In the minds of some fans, presuming fans, the above might seem a bold new direction, in terms of stepping onto the world stage. But for me it's more a tying off loose ends, as I've got these long running themes I've made some waves about, and now want to further contextualize, while I'm around to do so.
However, I'm not denying there's new content. The "USA OS" meme has burgeoned and I've been in meetings about it. My School of Tomorrow curriculum has come together more tightly.
On the matter of where and how to introduce cryptography, I want to keep Elizebeth Friedman one of the portals and her crusade against the rumrunners. Glenn Stockton educated me about these chapter. He'd been a cryptanalyst (a code breaker) himself and during his stint with the NSA, Elizebeth's husband William's works, which she'd help organize, were still classified.

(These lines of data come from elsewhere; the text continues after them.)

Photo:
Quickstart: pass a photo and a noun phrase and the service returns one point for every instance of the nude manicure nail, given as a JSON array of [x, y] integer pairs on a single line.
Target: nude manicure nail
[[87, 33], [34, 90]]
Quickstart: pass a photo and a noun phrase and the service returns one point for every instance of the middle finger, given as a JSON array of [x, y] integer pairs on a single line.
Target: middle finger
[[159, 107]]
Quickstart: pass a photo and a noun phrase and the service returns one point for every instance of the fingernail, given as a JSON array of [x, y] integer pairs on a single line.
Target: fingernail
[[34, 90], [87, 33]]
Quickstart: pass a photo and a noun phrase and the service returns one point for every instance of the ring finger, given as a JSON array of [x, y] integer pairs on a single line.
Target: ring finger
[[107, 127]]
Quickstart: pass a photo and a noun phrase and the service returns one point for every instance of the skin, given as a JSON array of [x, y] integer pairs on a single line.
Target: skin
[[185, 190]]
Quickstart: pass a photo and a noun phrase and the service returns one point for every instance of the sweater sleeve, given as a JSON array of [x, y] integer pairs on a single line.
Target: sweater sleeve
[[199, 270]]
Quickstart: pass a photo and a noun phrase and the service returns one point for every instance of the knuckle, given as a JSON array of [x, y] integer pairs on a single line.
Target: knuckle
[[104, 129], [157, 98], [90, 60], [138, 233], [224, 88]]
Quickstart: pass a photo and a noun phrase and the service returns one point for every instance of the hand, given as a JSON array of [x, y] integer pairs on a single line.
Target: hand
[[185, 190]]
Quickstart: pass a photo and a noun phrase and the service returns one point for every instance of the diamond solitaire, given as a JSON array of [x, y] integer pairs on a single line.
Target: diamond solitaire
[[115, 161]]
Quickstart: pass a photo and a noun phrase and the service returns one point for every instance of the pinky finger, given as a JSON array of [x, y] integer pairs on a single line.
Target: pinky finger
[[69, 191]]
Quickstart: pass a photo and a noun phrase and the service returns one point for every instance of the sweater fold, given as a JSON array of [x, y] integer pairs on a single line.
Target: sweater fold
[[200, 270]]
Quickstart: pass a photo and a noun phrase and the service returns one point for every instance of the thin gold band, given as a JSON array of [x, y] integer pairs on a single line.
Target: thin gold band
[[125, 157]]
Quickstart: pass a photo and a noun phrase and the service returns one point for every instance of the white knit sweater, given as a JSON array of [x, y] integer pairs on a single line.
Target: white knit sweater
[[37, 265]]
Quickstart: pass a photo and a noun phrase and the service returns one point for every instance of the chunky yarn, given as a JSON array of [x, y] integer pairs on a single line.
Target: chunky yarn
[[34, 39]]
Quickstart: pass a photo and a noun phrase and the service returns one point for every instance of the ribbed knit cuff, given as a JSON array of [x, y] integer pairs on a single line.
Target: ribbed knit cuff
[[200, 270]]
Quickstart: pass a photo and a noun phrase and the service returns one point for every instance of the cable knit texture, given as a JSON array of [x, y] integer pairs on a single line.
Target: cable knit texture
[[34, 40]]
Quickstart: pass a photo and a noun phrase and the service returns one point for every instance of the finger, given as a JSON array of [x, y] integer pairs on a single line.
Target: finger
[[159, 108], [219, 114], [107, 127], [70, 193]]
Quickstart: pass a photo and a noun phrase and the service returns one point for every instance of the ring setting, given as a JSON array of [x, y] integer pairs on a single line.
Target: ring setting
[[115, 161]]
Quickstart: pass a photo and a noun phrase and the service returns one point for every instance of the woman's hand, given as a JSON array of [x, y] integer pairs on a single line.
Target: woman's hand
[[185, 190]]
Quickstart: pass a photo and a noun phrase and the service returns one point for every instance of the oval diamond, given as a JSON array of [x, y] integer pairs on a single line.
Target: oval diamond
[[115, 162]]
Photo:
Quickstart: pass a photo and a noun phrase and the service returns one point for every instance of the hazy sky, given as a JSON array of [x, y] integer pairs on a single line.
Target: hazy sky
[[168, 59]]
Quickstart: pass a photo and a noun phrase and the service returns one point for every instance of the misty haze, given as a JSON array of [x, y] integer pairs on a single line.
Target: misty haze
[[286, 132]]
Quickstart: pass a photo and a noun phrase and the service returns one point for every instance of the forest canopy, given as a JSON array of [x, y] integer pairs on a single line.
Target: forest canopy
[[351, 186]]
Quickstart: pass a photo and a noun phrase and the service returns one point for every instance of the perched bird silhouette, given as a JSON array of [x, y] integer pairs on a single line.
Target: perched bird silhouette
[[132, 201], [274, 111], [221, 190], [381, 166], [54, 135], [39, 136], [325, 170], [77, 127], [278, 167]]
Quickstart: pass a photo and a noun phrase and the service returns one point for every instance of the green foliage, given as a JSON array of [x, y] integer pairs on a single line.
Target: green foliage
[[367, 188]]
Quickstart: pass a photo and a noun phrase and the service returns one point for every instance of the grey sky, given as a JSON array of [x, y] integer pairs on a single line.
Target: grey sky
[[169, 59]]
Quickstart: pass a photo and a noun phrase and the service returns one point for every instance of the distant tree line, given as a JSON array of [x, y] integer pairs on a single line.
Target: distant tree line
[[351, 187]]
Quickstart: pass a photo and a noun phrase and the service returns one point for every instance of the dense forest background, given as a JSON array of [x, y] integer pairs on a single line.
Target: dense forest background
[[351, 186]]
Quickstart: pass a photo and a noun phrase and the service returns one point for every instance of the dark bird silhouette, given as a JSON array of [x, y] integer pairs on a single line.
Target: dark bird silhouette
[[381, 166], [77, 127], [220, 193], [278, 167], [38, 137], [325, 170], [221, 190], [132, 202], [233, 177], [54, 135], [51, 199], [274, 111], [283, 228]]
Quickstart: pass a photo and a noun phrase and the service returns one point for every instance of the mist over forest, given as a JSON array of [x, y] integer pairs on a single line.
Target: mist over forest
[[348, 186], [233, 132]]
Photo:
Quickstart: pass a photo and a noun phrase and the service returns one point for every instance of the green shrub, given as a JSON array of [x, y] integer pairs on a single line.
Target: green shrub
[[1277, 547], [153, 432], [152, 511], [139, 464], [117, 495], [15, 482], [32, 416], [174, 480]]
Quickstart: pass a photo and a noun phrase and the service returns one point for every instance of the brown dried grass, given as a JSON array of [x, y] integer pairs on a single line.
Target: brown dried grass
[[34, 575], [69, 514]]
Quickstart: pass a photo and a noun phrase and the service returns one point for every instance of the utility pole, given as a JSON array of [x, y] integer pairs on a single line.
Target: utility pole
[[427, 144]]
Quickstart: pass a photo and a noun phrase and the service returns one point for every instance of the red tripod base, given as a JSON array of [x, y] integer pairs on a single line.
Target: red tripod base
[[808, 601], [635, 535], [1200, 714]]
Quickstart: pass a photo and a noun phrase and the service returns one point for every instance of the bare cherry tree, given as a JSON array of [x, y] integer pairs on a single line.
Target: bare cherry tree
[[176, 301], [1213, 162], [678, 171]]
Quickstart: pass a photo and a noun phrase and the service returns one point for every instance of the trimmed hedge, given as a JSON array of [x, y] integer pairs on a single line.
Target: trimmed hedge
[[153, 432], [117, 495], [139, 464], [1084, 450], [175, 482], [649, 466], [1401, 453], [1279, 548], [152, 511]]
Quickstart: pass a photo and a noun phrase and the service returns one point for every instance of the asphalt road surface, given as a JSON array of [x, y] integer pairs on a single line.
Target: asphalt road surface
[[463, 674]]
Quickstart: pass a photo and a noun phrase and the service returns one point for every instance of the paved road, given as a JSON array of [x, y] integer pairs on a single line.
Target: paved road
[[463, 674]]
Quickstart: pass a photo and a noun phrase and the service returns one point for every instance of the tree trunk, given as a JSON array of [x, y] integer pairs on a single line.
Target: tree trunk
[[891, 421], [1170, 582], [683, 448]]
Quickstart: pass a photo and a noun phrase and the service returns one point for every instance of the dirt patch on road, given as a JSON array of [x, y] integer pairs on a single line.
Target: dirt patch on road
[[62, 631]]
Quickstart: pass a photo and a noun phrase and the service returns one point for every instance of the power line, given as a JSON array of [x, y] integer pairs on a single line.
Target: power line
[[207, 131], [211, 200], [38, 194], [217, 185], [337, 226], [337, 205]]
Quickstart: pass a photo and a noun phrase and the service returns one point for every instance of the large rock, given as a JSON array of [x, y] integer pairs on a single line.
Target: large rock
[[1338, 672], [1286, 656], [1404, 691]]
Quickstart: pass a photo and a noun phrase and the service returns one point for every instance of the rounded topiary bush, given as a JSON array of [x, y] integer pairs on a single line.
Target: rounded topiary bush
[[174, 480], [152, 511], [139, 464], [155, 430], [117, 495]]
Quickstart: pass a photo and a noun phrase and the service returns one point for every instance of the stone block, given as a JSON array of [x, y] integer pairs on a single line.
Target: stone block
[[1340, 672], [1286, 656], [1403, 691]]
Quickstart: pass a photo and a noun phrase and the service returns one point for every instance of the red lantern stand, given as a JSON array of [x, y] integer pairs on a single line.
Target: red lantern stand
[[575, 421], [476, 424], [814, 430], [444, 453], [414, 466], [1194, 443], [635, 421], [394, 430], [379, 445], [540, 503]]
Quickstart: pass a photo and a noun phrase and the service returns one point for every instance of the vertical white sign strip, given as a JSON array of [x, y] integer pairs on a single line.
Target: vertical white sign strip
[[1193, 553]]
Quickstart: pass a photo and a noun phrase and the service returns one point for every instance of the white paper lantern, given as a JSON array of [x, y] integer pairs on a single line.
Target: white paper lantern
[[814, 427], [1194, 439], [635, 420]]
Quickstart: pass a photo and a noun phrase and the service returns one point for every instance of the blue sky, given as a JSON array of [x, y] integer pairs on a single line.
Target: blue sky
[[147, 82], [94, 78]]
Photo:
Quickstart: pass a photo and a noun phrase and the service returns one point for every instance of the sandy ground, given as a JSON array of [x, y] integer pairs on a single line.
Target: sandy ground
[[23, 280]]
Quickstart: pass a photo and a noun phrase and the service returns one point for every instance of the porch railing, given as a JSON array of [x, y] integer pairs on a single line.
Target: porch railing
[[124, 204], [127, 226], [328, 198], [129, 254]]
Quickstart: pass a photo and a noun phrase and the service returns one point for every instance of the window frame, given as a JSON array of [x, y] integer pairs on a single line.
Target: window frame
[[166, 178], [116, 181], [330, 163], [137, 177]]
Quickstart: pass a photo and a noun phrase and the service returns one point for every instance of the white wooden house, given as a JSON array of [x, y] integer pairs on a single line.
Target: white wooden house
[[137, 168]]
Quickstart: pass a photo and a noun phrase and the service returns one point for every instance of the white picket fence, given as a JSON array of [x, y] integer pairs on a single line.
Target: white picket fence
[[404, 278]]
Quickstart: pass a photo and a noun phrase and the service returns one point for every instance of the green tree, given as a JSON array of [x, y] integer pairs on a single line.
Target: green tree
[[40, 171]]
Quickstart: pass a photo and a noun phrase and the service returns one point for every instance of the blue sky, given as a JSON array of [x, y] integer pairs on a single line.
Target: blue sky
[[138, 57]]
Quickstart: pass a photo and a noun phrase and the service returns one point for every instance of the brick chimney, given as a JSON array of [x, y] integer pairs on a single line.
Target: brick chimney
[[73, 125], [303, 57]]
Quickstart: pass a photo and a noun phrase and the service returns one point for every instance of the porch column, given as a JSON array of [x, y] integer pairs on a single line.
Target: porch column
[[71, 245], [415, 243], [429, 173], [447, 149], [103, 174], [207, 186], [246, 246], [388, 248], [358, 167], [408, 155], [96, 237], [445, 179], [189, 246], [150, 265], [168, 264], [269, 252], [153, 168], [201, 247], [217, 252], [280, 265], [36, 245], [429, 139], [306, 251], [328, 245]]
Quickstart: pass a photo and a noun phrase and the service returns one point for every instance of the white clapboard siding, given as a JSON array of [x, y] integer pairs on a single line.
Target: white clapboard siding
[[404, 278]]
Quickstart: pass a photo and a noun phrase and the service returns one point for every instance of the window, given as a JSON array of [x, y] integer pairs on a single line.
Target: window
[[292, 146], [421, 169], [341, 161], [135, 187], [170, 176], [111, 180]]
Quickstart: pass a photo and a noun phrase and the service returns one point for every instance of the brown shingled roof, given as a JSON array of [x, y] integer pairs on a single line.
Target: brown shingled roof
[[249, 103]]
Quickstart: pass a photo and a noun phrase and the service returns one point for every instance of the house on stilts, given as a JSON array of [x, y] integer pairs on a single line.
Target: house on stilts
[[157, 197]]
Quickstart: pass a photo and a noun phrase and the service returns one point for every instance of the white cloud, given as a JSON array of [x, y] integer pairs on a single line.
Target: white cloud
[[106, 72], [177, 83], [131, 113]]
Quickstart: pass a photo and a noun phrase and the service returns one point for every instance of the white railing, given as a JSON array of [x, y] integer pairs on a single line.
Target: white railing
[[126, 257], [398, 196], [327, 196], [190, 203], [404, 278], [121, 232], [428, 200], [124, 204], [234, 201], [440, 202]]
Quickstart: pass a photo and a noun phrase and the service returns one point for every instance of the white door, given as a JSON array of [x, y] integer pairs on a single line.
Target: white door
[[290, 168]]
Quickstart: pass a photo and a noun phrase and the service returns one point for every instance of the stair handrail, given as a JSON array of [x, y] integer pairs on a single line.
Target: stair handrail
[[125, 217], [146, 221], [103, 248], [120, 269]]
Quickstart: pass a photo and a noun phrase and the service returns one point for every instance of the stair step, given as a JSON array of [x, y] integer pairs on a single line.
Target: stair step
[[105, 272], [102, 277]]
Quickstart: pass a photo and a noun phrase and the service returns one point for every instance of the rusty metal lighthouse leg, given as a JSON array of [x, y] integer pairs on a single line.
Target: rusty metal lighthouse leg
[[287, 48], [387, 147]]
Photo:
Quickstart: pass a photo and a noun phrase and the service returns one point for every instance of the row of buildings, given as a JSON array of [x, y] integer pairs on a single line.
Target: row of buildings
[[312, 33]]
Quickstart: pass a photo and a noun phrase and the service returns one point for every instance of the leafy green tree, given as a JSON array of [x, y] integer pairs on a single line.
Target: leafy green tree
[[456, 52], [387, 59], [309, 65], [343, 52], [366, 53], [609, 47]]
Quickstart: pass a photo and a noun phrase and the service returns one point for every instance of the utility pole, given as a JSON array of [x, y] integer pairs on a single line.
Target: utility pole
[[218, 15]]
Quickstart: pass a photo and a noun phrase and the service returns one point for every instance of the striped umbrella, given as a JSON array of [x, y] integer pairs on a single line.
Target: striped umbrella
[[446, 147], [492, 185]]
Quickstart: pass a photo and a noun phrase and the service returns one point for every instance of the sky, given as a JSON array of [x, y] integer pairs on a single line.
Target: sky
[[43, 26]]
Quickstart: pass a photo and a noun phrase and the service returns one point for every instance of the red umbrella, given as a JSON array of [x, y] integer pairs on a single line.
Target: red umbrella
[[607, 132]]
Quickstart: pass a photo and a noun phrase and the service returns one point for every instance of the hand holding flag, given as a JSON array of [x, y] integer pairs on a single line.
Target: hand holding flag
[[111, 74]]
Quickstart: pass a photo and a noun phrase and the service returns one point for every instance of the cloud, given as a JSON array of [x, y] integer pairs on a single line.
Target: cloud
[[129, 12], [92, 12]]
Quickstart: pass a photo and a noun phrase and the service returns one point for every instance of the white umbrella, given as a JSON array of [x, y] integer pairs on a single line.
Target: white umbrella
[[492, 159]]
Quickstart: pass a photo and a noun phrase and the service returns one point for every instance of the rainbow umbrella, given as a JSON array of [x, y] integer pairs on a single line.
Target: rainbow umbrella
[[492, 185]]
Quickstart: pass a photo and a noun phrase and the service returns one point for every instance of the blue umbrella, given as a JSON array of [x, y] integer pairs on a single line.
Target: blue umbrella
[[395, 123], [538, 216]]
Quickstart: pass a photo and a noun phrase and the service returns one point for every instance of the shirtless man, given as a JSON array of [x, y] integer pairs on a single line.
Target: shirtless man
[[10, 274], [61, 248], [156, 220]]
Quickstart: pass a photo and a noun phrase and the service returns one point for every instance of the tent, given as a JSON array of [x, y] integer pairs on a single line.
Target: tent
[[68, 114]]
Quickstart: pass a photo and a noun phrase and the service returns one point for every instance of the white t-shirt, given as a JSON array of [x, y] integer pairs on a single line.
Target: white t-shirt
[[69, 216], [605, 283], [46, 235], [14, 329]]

The Roaring 20s, Prohibition, and Bucky Fuller's experiences with radio, including encryption, sets up a prequel chapter to WW2, with Alan Turing and the Martians of Science (see Istvan Hargittai's book). The Vienna Circle features prominently as well, for its contributions to logic, music, and psychoanalysis. We pick up on Fuller's remarks about Freud and the importance of the invisible, relating to the metaphysical.
From Freud we jump to Bernays and those Adam Curtis documentaries about the powers of persuasion and their importance in manufacturing consent. Now that Natural Language Processing has shown us ways to model word embeddings by means of a vectorized Hilbert Space, we're better able to appreciate "tensegrity" as Fuller meant it.